Mayoritas dari mereka “diberdayakan” di berbagai proyek pembangunan. Seperti sekitar 200 ribu tawanan Jepang dan tawanan perang lain (Jerman dan negara-negara Poros) dari delapan gulag dijadikan buruh paksa pembangunan jalur keretaapi Baikal-Amur di Siberia Timur. Lalu ada dua jalur keretaapi Komsomolsk-on-Amur di Khabarovsk Krai yang mempekerjakan para tawanan dari dua kamp, serta para tawanan di kamp-kamp lain membangun Stasiun KA Sovetskaya Gavan, Stasiun KA Raychikha, Stasiun KA Krasnaya Zarya, Stasiun KA Taishet, dan Stasiun KA Novo-Grishino.

Banyak proyek pembangunan itu memakan korban. Baik karena penyiksaan brutal penjaga kamp, wabah penyakit, maupun kecelakaan kerja berupa kebanjiran dan runtuhnya terowongan jalur kereta. 

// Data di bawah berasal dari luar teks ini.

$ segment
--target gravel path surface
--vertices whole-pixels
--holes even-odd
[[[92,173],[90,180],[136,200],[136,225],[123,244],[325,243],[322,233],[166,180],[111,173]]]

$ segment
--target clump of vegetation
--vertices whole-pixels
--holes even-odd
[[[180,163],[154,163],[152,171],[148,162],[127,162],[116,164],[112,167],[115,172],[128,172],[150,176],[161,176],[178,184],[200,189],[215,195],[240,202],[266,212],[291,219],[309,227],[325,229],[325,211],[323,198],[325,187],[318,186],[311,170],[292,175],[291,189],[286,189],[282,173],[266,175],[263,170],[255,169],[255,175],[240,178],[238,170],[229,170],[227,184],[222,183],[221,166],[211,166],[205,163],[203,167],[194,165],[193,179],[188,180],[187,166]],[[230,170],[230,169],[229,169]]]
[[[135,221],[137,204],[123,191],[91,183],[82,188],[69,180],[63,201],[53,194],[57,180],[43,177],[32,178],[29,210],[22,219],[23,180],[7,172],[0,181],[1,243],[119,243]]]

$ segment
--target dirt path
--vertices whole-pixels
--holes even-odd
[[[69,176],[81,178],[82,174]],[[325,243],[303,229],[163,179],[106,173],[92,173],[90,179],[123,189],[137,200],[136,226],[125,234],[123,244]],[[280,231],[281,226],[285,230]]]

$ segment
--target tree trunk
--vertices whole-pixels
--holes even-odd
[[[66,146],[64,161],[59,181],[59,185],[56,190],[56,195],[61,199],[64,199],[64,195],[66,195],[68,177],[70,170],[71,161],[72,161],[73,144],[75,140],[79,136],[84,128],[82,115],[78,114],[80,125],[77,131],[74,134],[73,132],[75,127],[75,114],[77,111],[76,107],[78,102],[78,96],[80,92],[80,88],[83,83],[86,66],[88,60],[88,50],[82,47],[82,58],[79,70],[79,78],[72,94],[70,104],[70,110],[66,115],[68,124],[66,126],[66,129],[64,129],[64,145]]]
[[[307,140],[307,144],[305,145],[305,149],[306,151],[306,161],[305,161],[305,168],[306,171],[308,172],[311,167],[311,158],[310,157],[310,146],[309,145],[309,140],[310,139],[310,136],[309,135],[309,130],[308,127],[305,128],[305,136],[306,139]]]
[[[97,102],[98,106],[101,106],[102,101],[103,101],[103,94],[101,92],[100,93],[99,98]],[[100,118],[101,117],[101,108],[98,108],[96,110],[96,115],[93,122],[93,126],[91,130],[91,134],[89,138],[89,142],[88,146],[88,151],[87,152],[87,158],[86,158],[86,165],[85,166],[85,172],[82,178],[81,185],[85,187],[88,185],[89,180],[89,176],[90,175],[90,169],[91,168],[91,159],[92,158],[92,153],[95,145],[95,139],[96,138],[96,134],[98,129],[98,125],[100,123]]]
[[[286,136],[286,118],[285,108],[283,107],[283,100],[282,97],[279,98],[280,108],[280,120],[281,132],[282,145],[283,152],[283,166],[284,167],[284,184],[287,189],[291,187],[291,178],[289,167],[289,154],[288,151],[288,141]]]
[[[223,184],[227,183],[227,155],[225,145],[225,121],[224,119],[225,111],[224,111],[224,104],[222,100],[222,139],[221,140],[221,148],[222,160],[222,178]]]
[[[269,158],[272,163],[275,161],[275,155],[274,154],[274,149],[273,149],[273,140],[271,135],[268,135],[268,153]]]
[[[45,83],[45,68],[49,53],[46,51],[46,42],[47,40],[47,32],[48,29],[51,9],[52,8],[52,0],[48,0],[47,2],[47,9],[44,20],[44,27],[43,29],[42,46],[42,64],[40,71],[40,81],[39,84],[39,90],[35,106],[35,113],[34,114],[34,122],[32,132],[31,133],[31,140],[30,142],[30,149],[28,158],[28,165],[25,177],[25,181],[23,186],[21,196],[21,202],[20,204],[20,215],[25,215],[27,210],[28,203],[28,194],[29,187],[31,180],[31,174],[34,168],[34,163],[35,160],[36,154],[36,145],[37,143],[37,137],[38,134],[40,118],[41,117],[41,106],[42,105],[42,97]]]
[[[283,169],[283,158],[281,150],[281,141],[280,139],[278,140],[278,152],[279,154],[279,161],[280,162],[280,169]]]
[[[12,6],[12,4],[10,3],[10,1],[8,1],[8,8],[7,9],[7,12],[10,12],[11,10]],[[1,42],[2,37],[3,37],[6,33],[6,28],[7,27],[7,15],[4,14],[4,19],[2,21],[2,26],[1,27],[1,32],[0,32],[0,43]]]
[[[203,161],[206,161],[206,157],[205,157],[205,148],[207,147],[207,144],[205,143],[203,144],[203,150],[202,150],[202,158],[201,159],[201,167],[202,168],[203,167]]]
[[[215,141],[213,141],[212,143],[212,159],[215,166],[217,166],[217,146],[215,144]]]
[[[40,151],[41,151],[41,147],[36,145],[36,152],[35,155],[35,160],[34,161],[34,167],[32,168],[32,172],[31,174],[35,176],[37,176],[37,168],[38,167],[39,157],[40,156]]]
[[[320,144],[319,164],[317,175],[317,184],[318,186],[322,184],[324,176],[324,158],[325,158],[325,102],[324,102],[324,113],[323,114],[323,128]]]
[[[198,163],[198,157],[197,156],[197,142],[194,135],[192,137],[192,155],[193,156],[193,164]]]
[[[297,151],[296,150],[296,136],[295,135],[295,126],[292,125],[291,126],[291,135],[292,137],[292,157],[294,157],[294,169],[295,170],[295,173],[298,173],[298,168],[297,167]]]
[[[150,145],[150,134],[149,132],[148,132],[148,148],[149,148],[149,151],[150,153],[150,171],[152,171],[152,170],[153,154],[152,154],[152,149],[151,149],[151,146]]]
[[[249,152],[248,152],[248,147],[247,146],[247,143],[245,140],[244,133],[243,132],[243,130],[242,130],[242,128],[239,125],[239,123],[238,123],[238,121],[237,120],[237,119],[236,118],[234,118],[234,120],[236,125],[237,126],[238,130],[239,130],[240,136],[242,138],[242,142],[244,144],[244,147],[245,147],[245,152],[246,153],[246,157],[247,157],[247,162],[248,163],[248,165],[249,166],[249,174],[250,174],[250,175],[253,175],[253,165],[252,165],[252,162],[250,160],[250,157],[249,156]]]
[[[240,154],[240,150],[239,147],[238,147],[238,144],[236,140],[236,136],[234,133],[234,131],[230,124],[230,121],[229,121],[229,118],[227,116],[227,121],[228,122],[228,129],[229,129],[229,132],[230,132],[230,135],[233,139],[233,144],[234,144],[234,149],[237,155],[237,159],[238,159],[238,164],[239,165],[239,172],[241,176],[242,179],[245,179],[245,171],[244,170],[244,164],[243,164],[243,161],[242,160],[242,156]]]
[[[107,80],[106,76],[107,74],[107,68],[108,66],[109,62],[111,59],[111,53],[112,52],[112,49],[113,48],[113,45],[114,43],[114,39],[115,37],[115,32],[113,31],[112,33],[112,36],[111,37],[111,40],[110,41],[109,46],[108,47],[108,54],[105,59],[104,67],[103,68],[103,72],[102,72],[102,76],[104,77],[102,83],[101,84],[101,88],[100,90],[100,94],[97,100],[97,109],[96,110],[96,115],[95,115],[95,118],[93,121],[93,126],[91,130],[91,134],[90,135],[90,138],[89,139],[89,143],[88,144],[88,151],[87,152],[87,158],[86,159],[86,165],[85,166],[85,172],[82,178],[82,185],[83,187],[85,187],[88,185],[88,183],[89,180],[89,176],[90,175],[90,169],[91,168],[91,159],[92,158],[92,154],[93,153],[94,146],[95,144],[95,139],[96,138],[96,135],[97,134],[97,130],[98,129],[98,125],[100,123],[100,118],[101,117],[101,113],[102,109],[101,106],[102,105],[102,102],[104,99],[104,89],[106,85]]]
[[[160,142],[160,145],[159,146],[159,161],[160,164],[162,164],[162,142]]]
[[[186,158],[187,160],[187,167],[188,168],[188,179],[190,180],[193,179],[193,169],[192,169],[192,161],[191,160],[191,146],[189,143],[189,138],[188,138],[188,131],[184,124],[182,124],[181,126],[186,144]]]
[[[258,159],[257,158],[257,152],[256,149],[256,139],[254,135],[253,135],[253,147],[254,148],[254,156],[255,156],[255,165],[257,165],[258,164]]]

Mereka yang tidak dipekerjakan di kamp tak kalah menderita. Banyak ransum mereka justru dikorup dan dijual ke pasar-pasar gelap. Barangsiapa yang nekat melarikan diri, siap-siap ditembak di tempat.

Baca juga: Nasib Mereka yang Terbuang di Theresienstadt dan Boven Digoel

Demi mengatasi wabah kelaparan, para tawanan terpaksa mencari makanan di sejumlah tong sampah atau terpaksa makan rumput, serangga, hingga ular. Belum lagi di gulag-gulag itu. Terlepas dari Soviet yang tak memperlakukan mereka sesuai Konvensi Jenewa, derita para tawanan itu ditambah belum adanya perhatian pemerintah Jepang pascaperang.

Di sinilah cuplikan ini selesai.